Memantine for late-life depression and apathy after a disabling medical event: a 12-week, double-blind placebo-controlled pilot study

International Journal of Geriatric Psychiatry, 04/19/2012

Memantine was not associated with superior affective or functional outcome compared with placebo in medically rehabilitating older adults with depressive and apathy symptoms.


  • The authors recruited subjects aged 60 years and older who had recently suffered a disabling medical event and were admitted to a skilled nursing facility for rehabilitation.
  • Participants with significant depressive symptoms, defined as a Hamilton Rating Scale for Depression score of 10 or greater, and/or significant apathy symptoms, defined as an Apathy Evaluation Scale score of 40 or greater, were randomized to memantine (10 mg/d for 1 week, then 10 mg twice daily) or placebo, for 12 weeks.
  • The authors also recruited participants without depressive or apathy symptoms for naturalistic follow-up as a non-depressed comparison group.
  • Depressive and apathy symptoms were main outcomes; functional recovery, and self-report rating of helplessness, and onset of new depressive disorders were secondary outcomes.

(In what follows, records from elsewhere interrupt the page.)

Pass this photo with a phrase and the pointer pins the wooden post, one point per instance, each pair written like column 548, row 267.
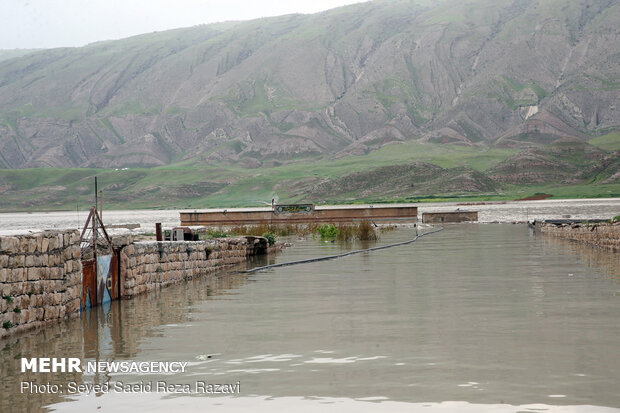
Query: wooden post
column 158, row 233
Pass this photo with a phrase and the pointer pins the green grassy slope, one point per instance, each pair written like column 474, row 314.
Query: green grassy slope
column 193, row 184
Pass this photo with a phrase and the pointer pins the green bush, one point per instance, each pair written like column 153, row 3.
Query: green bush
column 217, row 234
column 271, row 237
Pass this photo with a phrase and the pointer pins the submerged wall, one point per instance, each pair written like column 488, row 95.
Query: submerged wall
column 602, row 235
column 40, row 279
column 449, row 217
column 41, row 274
column 146, row 266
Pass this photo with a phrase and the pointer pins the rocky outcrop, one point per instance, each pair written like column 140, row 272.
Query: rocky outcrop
column 289, row 87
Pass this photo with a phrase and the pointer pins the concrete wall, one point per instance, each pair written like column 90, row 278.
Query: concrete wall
column 40, row 279
column 321, row 214
column 603, row 235
column 447, row 217
column 146, row 266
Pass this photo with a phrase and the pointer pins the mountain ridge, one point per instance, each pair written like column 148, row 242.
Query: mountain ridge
column 337, row 83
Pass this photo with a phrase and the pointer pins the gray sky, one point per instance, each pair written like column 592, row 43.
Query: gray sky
column 59, row 23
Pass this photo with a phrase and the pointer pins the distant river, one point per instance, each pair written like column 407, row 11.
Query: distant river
column 476, row 318
column 12, row 223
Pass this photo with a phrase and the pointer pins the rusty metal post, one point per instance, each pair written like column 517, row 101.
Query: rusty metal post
column 158, row 233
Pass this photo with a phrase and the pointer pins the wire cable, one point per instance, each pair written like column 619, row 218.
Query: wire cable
column 331, row 257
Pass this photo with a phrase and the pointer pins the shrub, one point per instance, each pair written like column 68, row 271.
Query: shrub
column 366, row 231
column 217, row 234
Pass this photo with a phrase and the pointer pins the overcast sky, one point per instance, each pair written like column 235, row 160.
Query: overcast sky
column 59, row 23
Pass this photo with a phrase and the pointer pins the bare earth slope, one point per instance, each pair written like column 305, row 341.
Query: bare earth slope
column 509, row 73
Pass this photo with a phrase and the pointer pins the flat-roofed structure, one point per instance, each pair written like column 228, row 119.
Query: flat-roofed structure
column 449, row 216
column 302, row 213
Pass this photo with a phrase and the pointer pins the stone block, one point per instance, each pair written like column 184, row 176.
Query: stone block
column 32, row 245
column 30, row 261
column 33, row 274
column 19, row 260
column 9, row 245
column 17, row 274
column 4, row 260
column 45, row 243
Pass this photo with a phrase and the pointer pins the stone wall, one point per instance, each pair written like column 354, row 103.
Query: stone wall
column 40, row 279
column 146, row 266
column 41, row 274
column 603, row 235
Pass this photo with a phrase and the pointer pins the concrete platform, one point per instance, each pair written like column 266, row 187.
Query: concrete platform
column 321, row 214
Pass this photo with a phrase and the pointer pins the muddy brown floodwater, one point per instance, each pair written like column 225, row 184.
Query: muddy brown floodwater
column 476, row 318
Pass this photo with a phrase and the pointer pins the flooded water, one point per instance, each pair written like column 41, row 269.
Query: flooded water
column 514, row 211
column 476, row 318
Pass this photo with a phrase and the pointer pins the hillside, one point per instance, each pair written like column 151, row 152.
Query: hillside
column 405, row 172
column 480, row 73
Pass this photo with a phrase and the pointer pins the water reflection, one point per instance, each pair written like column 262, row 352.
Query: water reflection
column 109, row 333
column 607, row 261
column 491, row 315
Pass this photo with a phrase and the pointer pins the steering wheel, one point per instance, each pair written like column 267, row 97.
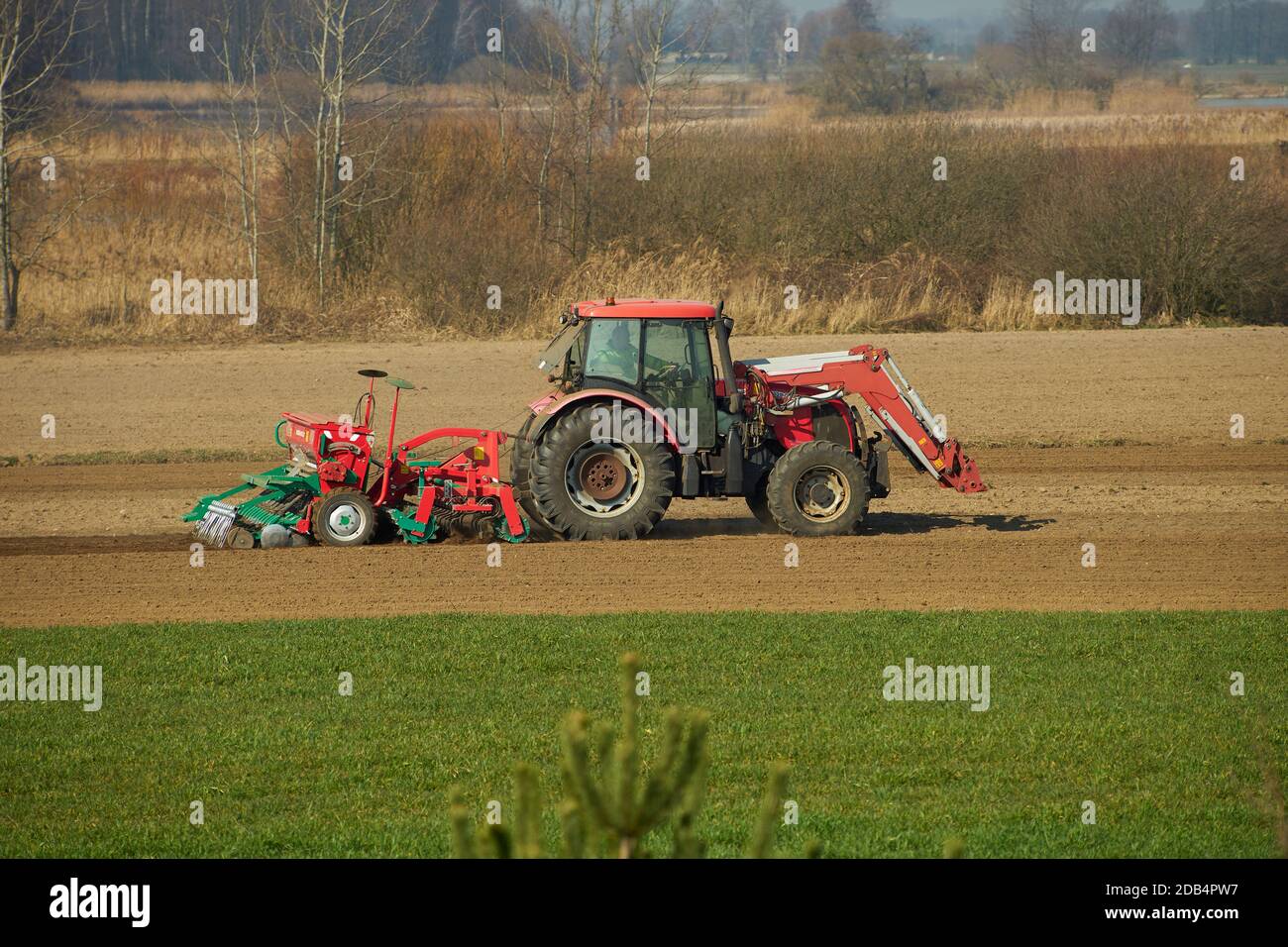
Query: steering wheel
column 669, row 375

  • Thirty-five older adults with significant depressive and/or apathy symptoms were randomized, of whom 27 (77.1%) completed the 12 week randomized controlled trial.
  • Both groups showed reduction in depressive symptoms (but no significant reduction in apathy symptoms) and improved function.
  • However, there were no group differences between the memantine-randomized and placebo randomized participants on any outcome.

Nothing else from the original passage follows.